Порпора не солгал: он сжег письма Консуэло, не прочитав их, но сохранил конверт и вложил в него свое письмо к Христиану. Он думал этим смелым поступком спасти свою ученицу и избавить старика Рудольштадта от жертвы, превышающей его силы. Он считал, что исполнил по отношению к нему долг верного друга, а по отношению к Консуэло – долг энергичного и разумного отца. Маэстро не предвидел, что мог нанести смертельный удар графу Альберту. Едва зная его, он полагал, что Консуэло все преувеличивает и молодой человек не так уж влюблен и не так болен, как она воображала. Наконец, как все старики, он считал, что любовь не вечна, а горе никого не убивает.
Глава 93
В ожидании ответа, которому не суждено было прийти, раз Порпора сжег ее письма, Консуэло продолжала вести спокойный, полный труда образ жизни.
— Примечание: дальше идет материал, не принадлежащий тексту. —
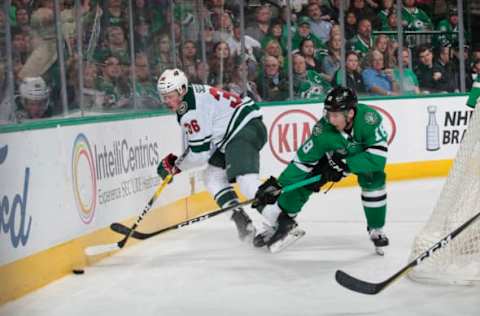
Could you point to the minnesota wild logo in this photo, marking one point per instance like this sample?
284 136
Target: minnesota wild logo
371 118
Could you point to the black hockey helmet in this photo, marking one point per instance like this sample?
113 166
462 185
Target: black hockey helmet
340 99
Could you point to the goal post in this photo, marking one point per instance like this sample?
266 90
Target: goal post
459 262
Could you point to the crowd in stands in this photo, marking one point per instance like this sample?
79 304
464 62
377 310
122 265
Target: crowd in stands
206 43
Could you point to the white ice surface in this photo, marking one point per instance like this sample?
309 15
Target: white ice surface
205 270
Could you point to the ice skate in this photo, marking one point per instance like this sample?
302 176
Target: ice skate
261 238
243 223
379 239
286 234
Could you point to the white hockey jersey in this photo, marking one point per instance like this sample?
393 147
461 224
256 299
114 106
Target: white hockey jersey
210 118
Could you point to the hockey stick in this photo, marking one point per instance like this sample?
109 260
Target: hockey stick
364 287
122 229
99 249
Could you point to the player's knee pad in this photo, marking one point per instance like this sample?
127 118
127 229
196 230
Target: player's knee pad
249 184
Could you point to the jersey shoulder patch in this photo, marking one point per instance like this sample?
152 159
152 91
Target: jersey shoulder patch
317 128
187 104
371 118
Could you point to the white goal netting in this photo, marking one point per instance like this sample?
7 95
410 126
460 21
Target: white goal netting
459 261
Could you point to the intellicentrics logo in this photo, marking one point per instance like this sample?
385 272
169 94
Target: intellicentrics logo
84 178
94 165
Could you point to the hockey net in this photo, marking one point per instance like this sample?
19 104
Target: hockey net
459 262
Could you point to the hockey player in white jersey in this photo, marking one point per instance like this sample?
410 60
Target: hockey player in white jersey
224 131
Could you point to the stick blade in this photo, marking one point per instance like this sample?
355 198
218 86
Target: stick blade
101 249
124 230
357 285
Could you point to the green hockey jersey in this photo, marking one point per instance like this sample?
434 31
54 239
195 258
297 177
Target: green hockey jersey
364 147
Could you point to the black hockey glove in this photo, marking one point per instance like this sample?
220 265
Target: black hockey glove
267 193
336 168
332 168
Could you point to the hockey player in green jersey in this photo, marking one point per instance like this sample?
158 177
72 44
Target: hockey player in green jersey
349 138
224 131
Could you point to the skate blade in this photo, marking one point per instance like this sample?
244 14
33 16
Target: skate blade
379 251
291 238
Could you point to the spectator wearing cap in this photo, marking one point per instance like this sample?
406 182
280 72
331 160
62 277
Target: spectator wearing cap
431 80
362 10
237 83
387 6
331 63
455 60
391 25
415 18
114 14
162 54
303 32
354 77
44 46
307 83
272 83
351 25
22 19
363 41
275 31
115 44
377 79
189 59
273 48
318 26
450 28
448 70
409 81
145 87
113 84
259 29
252 46
474 95
223 27
142 35
221 65
307 50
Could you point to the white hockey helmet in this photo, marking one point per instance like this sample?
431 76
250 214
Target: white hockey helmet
172 80
34 89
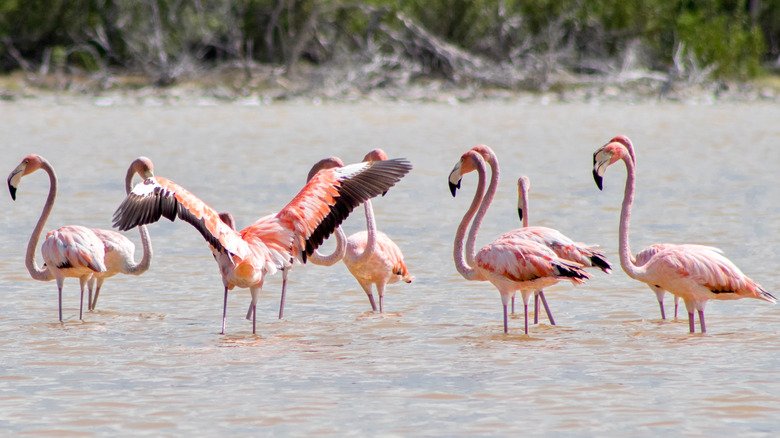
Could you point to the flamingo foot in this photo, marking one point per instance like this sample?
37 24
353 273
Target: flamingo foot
536 308
547 308
701 321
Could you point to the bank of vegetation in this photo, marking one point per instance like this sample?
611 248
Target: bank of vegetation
346 46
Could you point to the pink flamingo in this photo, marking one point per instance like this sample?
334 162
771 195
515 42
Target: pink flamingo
646 254
69 251
371 256
272 242
341 239
509 263
564 247
119 249
695 273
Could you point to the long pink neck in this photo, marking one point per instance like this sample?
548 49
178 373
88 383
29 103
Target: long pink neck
338 253
491 192
464 268
146 241
371 231
626 259
32 266
524 204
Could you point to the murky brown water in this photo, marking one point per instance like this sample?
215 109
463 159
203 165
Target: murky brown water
151 361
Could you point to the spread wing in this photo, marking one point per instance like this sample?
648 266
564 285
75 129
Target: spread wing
158 197
328 198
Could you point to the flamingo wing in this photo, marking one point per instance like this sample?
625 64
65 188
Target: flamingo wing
708 267
328 198
157 197
525 260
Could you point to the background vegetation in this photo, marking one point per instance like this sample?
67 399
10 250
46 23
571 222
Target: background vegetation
531 44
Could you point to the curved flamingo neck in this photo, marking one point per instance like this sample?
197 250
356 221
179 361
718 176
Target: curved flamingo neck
464 268
524 204
370 231
146 241
487 200
626 259
32 266
338 253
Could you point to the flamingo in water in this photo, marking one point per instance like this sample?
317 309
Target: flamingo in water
272 242
564 247
511 264
315 258
695 273
119 249
69 251
646 254
371 256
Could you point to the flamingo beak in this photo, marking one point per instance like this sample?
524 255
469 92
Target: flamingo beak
454 179
13 181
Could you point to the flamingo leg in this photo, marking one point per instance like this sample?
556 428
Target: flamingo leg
284 292
224 312
536 308
506 326
701 321
661 305
525 306
547 308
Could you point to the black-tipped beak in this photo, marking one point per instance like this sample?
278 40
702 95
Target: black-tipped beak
599 180
454 188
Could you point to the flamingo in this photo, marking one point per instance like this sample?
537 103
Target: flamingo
646 254
341 239
272 242
564 247
118 248
371 256
695 273
69 251
509 263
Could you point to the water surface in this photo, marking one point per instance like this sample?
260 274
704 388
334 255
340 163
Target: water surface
150 359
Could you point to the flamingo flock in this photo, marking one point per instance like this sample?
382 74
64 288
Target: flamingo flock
527 259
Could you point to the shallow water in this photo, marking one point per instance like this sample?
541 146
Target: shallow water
150 359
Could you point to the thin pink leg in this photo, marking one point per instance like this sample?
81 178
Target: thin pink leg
701 321
224 312
536 308
525 306
506 326
284 293
547 308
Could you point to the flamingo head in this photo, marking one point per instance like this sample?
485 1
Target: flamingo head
606 156
29 164
523 185
325 163
470 161
228 219
376 155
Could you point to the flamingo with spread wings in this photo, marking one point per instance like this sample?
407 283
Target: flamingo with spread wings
695 273
371 256
272 242
511 264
Ее появление в доме Вильгельмины привлекло туда несколько выдающихся лиц, и ей доставляло большое удовольствие с ними встречаться. В числе их был барон Тренк, внушавший ей истинное расположение. Он был настолько деликатен, что при первой встрече отнесся к ней не как к старой знакомой, а после того, как она спела, просил быть представленным ей в качестве почитателя, глубоко тронутого ее пением. Когда Консуэло увидала красивого, великодушного молодого человека, спасшего ее так мужественно от г-на Мейера и его шайки, первым ее побуждением было протянуть ему руку. Барон, не желавший, чтобы она из чувства признательности поступила неосторожно, поспешил почтительно поддержать Консуэло, как бы для того, чтобы проводить на место, и тут в знак благодарности слегка пожал ей руку. Потом она узнала от Иосифа, у которого барон Тренк брал уроки музыки, что он всегда с интересом справлялся и с восторгом говорил о ней, но из чувства необычайной деликатности никогда не спрашивал, чем вызвано было ее переодевание, почему предприняли они такое полное приключений путешествие, каковы были их отношения друг к другу во время этого странствования и в настоящее время.
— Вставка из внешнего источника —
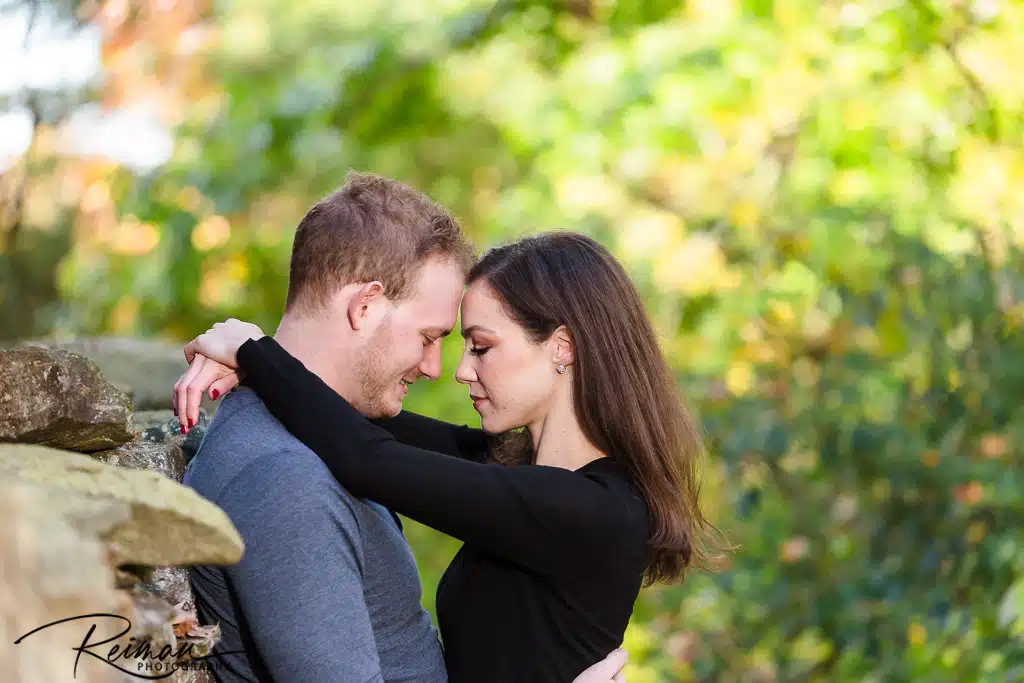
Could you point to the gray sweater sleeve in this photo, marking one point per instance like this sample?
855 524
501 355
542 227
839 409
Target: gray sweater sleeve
299 583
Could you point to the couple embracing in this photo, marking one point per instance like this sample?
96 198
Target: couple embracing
579 486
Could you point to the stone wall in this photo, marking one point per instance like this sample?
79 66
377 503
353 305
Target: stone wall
95 518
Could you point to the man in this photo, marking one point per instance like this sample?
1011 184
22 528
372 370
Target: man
328 589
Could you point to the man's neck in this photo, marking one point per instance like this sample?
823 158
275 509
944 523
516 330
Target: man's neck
311 343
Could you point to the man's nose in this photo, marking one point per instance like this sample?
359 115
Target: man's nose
465 374
431 366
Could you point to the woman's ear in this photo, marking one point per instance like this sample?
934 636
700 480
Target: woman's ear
363 300
564 351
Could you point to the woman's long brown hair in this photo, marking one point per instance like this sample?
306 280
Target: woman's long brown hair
625 397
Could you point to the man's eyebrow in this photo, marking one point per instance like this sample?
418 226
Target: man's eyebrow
475 328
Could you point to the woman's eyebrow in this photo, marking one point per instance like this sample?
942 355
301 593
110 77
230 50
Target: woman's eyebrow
475 328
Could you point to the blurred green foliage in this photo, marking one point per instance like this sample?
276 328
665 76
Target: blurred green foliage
819 201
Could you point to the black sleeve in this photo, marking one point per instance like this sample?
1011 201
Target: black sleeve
423 432
548 518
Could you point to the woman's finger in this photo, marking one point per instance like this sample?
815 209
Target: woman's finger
182 390
212 371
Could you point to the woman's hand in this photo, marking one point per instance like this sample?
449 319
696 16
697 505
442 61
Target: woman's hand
213 361
203 374
221 342
608 670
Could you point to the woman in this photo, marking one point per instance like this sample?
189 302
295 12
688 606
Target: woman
562 522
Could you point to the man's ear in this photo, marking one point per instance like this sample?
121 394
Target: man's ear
564 351
363 300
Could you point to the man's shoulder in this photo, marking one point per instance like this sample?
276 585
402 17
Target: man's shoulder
246 446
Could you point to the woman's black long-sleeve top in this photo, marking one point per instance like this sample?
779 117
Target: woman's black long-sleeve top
552 560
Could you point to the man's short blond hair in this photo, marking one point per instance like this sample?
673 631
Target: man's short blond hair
370 228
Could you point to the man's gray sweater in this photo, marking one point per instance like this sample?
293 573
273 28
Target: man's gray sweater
328 589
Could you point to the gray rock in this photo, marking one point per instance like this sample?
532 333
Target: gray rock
59 398
168 523
172 585
50 571
164 458
144 369
163 427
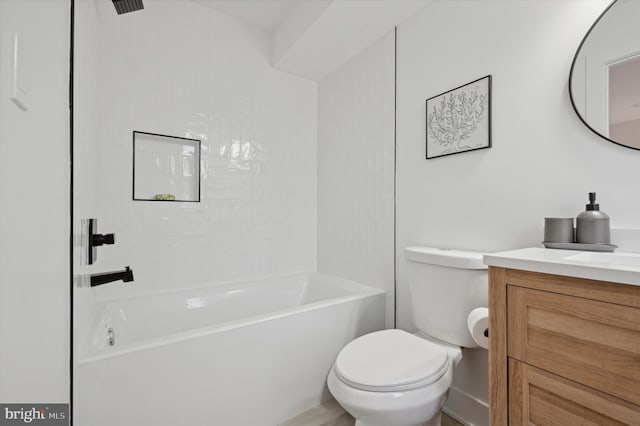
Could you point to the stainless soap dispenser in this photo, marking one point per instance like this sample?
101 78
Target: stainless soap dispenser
592 226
– Не знаю, что он об этом думает, – добавил Иосиф, – но, уверяю тебя, ни об одной женщине он не говорит с большим почтением и уважением, чем о тебе.
– В таком случае, друг, я разрешаю тебе, если хочешь, рассказать ему всю нашу историю, а так же и мою, не называя фамилии Рудольштадт. Мне нужно безусловное доверие и уважение человека, которому мы обязаны жизнью и который так благородно во всех отношениях вел себя со мной. Несколько недель спустя, едва успев выполнить свою миссию, г-н фон Тренк был внезапно отозван Фридрихом и однажды утром явился в посольство, чтобы наскоро проститься с г-ном Корнером. Консуэло, спускаясь по лестнице, встретилась с ним в галерее. Так как они были одни, он подошел к ней, взял ее руку и нежно поцеловал.
– Позвольте мне, – сказал он, – в первый и, быть может, в последний раз высказать вам чувства, переполняющие мое сердце. Мне не нужно было слышать от Беппо вашей истории, чтобы проникнуться уважением к вам. Есть лица, в которых не ошибаешься и с первого же взгляда угадываешь большой ум и великое сердце. Знай я тогда, в Пассау, что наш милый Иосиф так беспечен, я защитил бы вас от легкомысленных поползновений графа Годица; я их предвидел и сделал все возможное, но не мог внушить ему, что он метит впустую и только поставит себя в смешное положение. Впрочем, добряк Годиц сам рассказал мне, как вы над ним посмеялись; он бесконечно благодарен вам за то, что вы сохранили все в тайне. Я же никогда не забуду о романтическом приключении, которое дало мне счастье узнать вас, и если бы мне пришлось даже заплатить за это своим состоянием и своей будущностью, я все-таки буду считать тот день одним из лучших в своей жизни. – Неужели вы думаете, господин барон, что это приключение может иметь какие-то последствия?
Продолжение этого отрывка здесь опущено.